In 2012 Bitcoin was $12 per coin. Mt. Gox was the primary exchange. BTC-e was second. Coinbase and Crypto.com where nonexistent. Day trading crypto wasn’t nearly as profitable back then, but I was interested in it all the same. I stumbled upon Bitcoin by researching a way to add site specific currency / tokens / bartering systems to a web site I was developing at the time (before web3).

When I discovered Bitcoin it was love at first site. There was so much negative publicity. I just had to own some. People called it a scam. Media outlets vilified its user base (think Silk Road). I thought the government would ban it like Russia just did. They didn’t (not yet), but the US government did however seize the Wells Fargo accounts of Mt. Gox, stating it was because they improperly registered their business. That seizure of assets triggered the company shutdown, and Bitcoin became all the more taboo, therefore desirable. Thanks .gov.

Bitcoin had allure and endless potential. It was the Wild West of the 21st century. Cryptocurrency. Better than paper. Who wants a paper picture, or a paper song? I feel the same about paper money.

I did my research, figuring out the best ways to mine Bitcoin. I put together a custom box with dual Radeon graphics cards and sent it to work so I could sit back and stay paid, but it was slow. Dead slow. LTC mining pools were more profitable, so I switched the box over and left it running with a 1000 watt power supply all month long. That was that, until my power bill arrived in the mail. I thought mining was going to be a lucrative way to make millions. A big chunk of my programming paycheck was going towards my power bill. I couldn’t even afford the power to make a few measly coins. Now what? FPGA boards where the white whale of the mining community, just hearsay, and I had neither the technical knowledge or resources to achieve my dream of mining for profit by developing my own hardware and software. All the proprietary mining gear had wait lists or the companies were a sham from the start, taking up front money and then closing without delivery.

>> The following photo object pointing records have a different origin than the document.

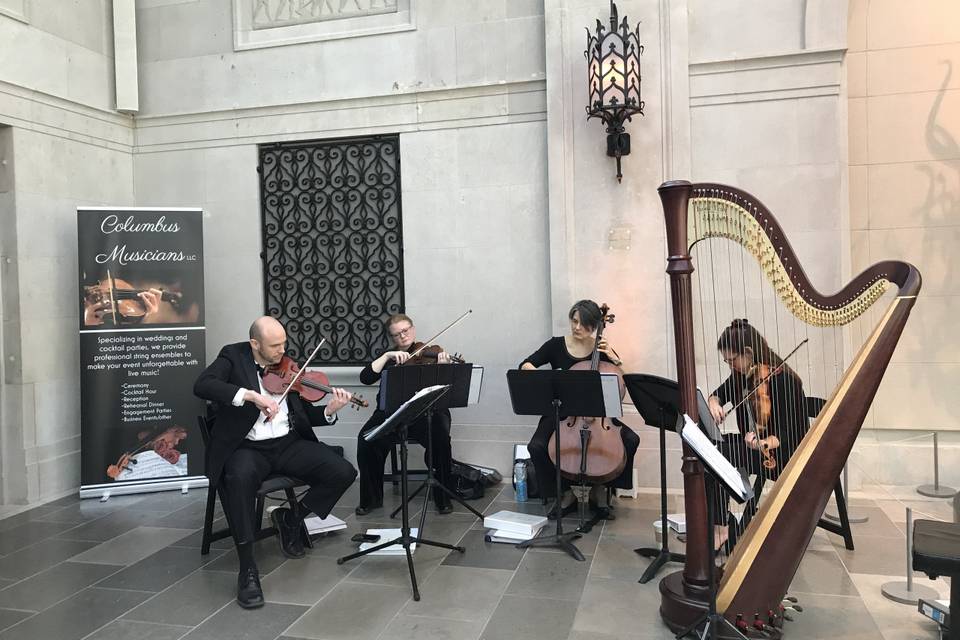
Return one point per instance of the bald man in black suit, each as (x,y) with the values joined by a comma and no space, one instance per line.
(256,435)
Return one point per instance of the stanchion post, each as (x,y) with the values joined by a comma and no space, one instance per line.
(907,592)
(936,490)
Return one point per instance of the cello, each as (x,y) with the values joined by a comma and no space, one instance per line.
(591,449)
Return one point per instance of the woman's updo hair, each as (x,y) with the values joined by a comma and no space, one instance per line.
(589,311)
(740,335)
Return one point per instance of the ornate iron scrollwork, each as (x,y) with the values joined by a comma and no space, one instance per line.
(332,243)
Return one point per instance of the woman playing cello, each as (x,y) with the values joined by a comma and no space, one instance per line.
(562,352)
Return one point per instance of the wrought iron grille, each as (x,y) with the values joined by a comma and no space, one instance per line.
(332,244)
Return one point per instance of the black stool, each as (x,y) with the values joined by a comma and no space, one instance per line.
(936,552)
(272,484)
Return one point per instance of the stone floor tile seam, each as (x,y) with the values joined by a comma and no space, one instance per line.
(232,603)
(186,629)
(89,586)
(503,594)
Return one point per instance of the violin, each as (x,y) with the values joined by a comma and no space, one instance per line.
(164,445)
(311,385)
(429,354)
(124,302)
(762,406)
(592,448)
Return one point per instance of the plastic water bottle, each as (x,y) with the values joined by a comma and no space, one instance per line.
(520,481)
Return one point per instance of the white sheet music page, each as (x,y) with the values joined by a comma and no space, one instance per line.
(712,457)
(610,383)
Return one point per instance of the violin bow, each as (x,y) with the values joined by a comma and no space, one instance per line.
(113,303)
(302,369)
(427,343)
(773,370)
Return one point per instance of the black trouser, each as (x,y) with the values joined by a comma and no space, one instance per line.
(371,456)
(546,472)
(328,475)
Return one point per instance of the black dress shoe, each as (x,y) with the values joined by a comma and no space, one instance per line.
(604,513)
(249,593)
(362,511)
(291,542)
(567,510)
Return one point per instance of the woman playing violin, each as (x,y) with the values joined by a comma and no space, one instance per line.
(371,455)
(771,409)
(562,352)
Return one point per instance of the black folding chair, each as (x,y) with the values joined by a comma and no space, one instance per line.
(272,484)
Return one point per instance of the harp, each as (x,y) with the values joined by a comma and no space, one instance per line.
(758,573)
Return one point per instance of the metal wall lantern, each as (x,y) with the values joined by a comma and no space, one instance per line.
(613,73)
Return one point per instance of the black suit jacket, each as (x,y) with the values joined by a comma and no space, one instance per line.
(233,369)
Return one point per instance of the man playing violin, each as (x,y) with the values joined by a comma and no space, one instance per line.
(372,455)
(256,434)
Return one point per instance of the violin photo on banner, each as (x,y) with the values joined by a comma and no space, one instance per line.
(112,301)
(156,456)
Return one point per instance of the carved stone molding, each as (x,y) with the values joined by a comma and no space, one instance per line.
(16,9)
(279,13)
(272,23)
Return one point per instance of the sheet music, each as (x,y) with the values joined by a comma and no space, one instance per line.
(388,423)
(711,456)
(476,380)
(612,405)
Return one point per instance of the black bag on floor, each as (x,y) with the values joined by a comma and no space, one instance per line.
(467,480)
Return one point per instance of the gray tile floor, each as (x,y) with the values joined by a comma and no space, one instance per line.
(131,568)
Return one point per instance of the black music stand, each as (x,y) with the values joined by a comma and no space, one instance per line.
(541,393)
(658,402)
(716,470)
(400,384)
(398,422)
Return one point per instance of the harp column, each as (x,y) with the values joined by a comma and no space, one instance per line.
(683,594)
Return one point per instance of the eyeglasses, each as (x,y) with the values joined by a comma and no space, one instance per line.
(402,333)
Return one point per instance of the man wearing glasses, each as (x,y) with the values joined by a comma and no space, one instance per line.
(372,455)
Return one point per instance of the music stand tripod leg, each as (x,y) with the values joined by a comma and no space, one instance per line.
(662,555)
(405,539)
(431,482)
(711,620)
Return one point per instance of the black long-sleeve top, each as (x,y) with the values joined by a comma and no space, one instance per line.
(368,376)
(788,411)
(554,352)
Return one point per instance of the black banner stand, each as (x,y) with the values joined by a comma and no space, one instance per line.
(400,384)
(398,423)
(657,400)
(716,470)
(540,393)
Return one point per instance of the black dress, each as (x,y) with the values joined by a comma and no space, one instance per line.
(554,352)
(372,455)
(789,422)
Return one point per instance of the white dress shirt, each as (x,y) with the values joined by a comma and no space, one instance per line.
(279,425)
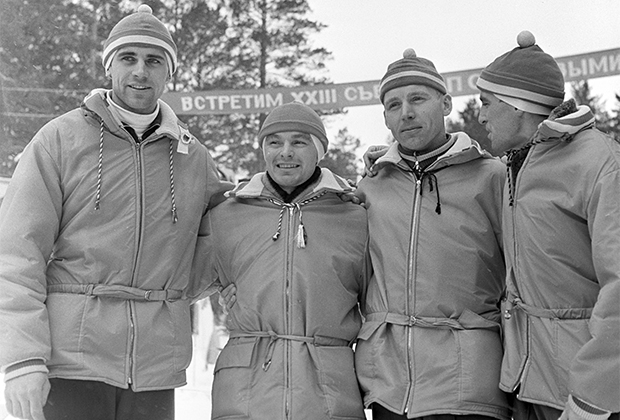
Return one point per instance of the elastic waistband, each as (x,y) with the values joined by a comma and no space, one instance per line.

Eventually I stumbled into contact with a poker player in Vegas that ran a Bitcoin poker site. He needed some graphic design work. I wanted to get paid in Bitcoin. It was perfect. I spent about 15 hours designing sales and marketing banners on Adobe Photoshop for his poker site, Seals with Clubs and he paid me with 30 BTC to my wallet totaling $360 US. I worked 15 hours for 30 BTC. Not too shabby. Current price in 2022: $20,000+ per coin! – But, and this is a huge sorry but… Later that same night I went to his poker site after drinking all day and gambled it all away. All 30 bitcoins. So I also spent $600k gambling on a BTC poker site. The worst part was that I completely forgot about how magnificent Bitcoin was going to become in the future (hindsight being 20/20 and all) and parted ways with crypto after Seals with Clubs put a bad taste in my mouth.

There are two morals/lessons I take from this:

1. I no longer drink or gamble.

2. You can’t go wrong going long on Bitcoin. With hyper-deflation, coin halving, energy/equipment costs, and with governments adopting Bitcoin as their national currency, it’s here to stay and will cost over $26,000 USD to mine each coin in approximately 2024 when it halves again. And it will only become more expensive in the decades to come. Think .00000001 BTC = $20 by the year 2150.